The behavior of the fork() system call on Linux in this code [duplicate]

Question

I have read in books and online resources that the fork() system call creates a copy of current process and both the processes start executing from the point after the fork() system call is made. Is it correct?

If it is correct then why does the code below print "Test Test"? It should print "Test" just one time (by the parent process).

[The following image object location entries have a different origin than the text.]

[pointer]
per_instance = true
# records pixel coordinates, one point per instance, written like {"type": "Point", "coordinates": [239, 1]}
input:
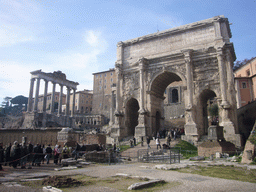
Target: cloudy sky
{"type": "Point", "coordinates": [79, 37]}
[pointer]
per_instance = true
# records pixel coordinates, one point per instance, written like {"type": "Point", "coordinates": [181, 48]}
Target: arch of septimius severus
{"type": "Point", "coordinates": [200, 55]}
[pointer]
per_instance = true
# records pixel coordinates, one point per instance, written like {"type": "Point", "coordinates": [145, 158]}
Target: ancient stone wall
{"type": "Point", "coordinates": [246, 117]}
{"type": "Point", "coordinates": [41, 136]}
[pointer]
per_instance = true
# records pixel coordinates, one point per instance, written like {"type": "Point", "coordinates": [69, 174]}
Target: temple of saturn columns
{"type": "Point", "coordinates": [50, 118]}
{"type": "Point", "coordinates": [200, 56]}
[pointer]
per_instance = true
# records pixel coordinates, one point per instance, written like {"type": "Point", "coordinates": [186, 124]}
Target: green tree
{"type": "Point", "coordinates": [213, 110]}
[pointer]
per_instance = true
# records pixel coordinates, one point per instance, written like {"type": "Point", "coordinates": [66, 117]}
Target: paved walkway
{"type": "Point", "coordinates": [188, 182]}
{"type": "Point", "coordinates": [132, 152]}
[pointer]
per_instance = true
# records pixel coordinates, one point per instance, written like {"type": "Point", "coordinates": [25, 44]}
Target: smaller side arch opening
{"type": "Point", "coordinates": [132, 114]}
{"type": "Point", "coordinates": [207, 110]}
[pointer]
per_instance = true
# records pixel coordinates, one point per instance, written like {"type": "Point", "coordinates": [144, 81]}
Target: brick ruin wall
{"type": "Point", "coordinates": [47, 136]}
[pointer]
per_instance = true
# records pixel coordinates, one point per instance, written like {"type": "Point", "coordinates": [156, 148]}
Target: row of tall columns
{"type": "Point", "coordinates": [189, 105]}
{"type": "Point", "coordinates": [118, 74]}
{"type": "Point", "coordinates": [223, 77]}
{"type": "Point", "coordinates": [34, 107]}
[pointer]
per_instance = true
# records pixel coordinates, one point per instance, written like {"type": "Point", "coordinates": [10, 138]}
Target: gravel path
{"type": "Point", "coordinates": [189, 182]}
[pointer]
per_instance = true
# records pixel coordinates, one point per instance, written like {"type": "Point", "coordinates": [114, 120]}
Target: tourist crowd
{"type": "Point", "coordinates": [32, 155]}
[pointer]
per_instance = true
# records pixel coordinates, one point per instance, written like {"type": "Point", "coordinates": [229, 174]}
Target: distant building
{"type": "Point", "coordinates": [245, 83]}
{"type": "Point", "coordinates": [102, 92]}
{"type": "Point", "coordinates": [48, 102]}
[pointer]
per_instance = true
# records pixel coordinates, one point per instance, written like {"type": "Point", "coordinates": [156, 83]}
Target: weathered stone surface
{"type": "Point", "coordinates": [249, 150]}
{"type": "Point", "coordinates": [51, 189]}
{"type": "Point", "coordinates": [198, 56]}
{"type": "Point", "coordinates": [144, 184]}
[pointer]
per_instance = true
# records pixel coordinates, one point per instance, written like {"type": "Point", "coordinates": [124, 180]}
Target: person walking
{"type": "Point", "coordinates": [56, 154]}
{"type": "Point", "coordinates": [158, 143]}
{"type": "Point", "coordinates": [168, 140]}
{"type": "Point", "coordinates": [48, 152]}
{"type": "Point", "coordinates": [1, 155]}
{"type": "Point", "coordinates": [148, 142]}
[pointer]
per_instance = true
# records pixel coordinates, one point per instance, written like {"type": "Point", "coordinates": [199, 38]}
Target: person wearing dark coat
{"type": "Point", "coordinates": [148, 141]}
{"type": "Point", "coordinates": [15, 154]}
{"type": "Point", "coordinates": [24, 152]}
{"type": "Point", "coordinates": [30, 151]}
{"type": "Point", "coordinates": [1, 155]}
{"type": "Point", "coordinates": [48, 152]}
{"type": "Point", "coordinates": [8, 154]}
{"type": "Point", "coordinates": [36, 156]}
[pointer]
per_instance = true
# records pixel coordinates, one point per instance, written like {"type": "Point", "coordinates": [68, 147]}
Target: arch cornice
{"type": "Point", "coordinates": [176, 72]}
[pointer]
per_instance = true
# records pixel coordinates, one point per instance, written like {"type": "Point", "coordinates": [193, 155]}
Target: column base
{"type": "Point", "coordinates": [193, 139]}
{"type": "Point", "coordinates": [230, 135]}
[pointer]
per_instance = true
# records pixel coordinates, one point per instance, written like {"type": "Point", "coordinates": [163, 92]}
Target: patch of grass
{"type": "Point", "coordinates": [33, 184]}
{"type": "Point", "coordinates": [124, 147]}
{"type": "Point", "coordinates": [119, 183]}
{"type": "Point", "coordinates": [186, 149]}
{"type": "Point", "coordinates": [224, 172]}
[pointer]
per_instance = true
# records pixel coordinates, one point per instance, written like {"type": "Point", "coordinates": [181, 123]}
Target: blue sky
{"type": "Point", "coordinates": [79, 37]}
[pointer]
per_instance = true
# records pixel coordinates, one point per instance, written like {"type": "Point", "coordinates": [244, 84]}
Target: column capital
{"type": "Point", "coordinates": [187, 52]}
{"type": "Point", "coordinates": [219, 51]}
{"type": "Point", "coordinates": [187, 55]}
{"type": "Point", "coordinates": [120, 44]}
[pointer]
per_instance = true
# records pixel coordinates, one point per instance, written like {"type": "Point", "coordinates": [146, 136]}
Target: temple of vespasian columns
{"type": "Point", "coordinates": [200, 55]}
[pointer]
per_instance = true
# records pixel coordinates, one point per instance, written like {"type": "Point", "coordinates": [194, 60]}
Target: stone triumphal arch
{"type": "Point", "coordinates": [199, 55]}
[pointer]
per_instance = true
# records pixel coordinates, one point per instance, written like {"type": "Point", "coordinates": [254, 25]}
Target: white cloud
{"type": "Point", "coordinates": [18, 22]}
{"type": "Point", "coordinates": [94, 39]}
{"type": "Point", "coordinates": [14, 79]}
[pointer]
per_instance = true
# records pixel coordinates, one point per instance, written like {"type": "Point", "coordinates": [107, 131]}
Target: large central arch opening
{"type": "Point", "coordinates": [168, 110]}
{"type": "Point", "coordinates": [132, 108]}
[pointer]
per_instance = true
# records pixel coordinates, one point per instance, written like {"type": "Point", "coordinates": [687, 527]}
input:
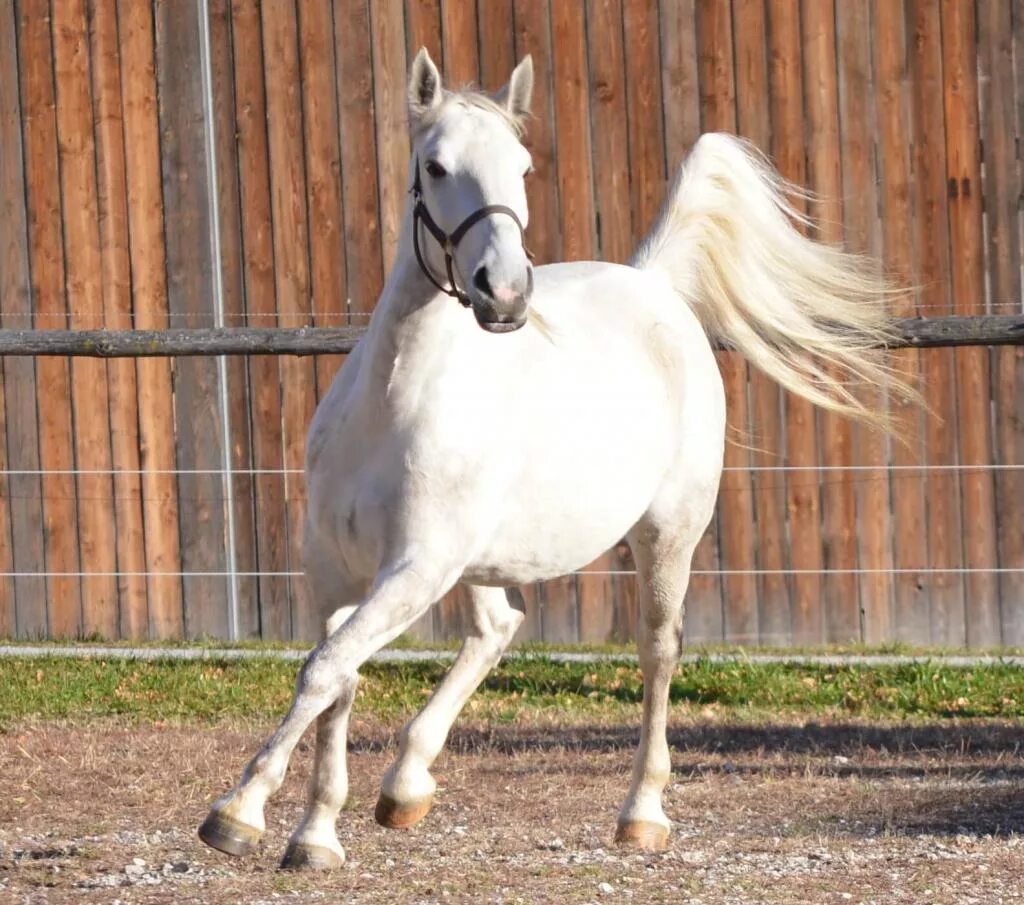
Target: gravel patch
{"type": "Point", "coordinates": [779, 814]}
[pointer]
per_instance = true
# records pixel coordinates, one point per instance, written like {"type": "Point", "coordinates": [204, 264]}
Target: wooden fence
{"type": "Point", "coordinates": [209, 163]}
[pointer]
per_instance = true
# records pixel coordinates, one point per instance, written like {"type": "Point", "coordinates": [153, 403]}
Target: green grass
{"type": "Point", "coordinates": [518, 691]}
{"type": "Point", "coordinates": [407, 642]}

#include <sys/types.h> /* pid_t */ #include <sys/wait.h>  /* waitpid */ #include <stdio.h>     /* printf, perror */ #include <stdlib.h>    /* exit */ #include <unistd.h>    /* _exit, fork */   int main(void) {     int ctr =1;     int pc = 1;     printf("%s", "Test ");     pid_t pidmain = fork();     return EXIT_SUCCESS; } 

Answer 1

When you call fork() the operating system creates a copy of the current processes entire memory (it doesn't actually copy the memory since it can use the MMU to do this efficiently).

Since stdout is buffered by default it will only print the message once a newline characters is written or the stream is flushed. When you fork a new process the current write buffer (containing "Test ") will also be duplicated in the new process. This will then be printed once the process exits since that implicitly closes (and flushes) stdout. If you replace the printf("%s", "Test "); with printf("%s\n", "Test "); or add a fflush(stdout); call before the fork() you will see the expected output.

Answer 2

At the point where you call fork, both processes have the string "Test " in their buffers for the standard output. When each process exits, they both flush this text to the output (see exit for explanation). You could (as suggested) add a newline to the buffer (and it would happen to come out because of the buffering -- see setbuf for explanation). Or you could call fflush(stdout) before the fork and get exactly what you asked for - the "Test " string.